King, M. (1996). ‘Evaluating Natural Language Processing Systems’. In: Communications of the ACM (39) 1, pp.73–79.

Koponen, M. (2010): ‘Assessing Machine Translation Quality with Error Analysis’. In: Electronic Proceedings of the KäTu Symposium on Translation and Interpreting Studies 4 (2010).
Lehrberger, J., & Bourbeau, L., (2010): Machine Translation: Linguistic Characteristics of MT Systems and General Methodology of Evaluation, Lingvisticae Investigationes upplementa 15, Amsterdam/ Philadelphia: John Benjamins.

Papineni, K., Roukos, S., Ward, T. & Zhu, WJ. (2002): ‘BLEU: A Method for Automatic Evaluation of Machine Translation’. ACL 2002: Proceedings of the 40th Annual Meeting of the Association for Computer Linguistics. Philadelphia, July 2002 pp311-318.
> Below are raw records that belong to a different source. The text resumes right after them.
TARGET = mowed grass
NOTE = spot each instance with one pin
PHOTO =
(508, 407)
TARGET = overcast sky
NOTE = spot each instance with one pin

Pryzybocki, M., Sanders, G. & Le, A., (2006): ‘Edit Distance: A Metric for Machine Translation Evaluation’. In: LREC (2006).


  1. Tenet, not tenant.

  2. «Google Translator as their preferred option over Systran»

    Let me add that GT can be used just to have an idea of a text, but never for professional translations as it compromises confidentiality. Professional translators should never resort to it as they can be taken to court for this. Clients interested in preserving the confidentiality of their business should take this into account also.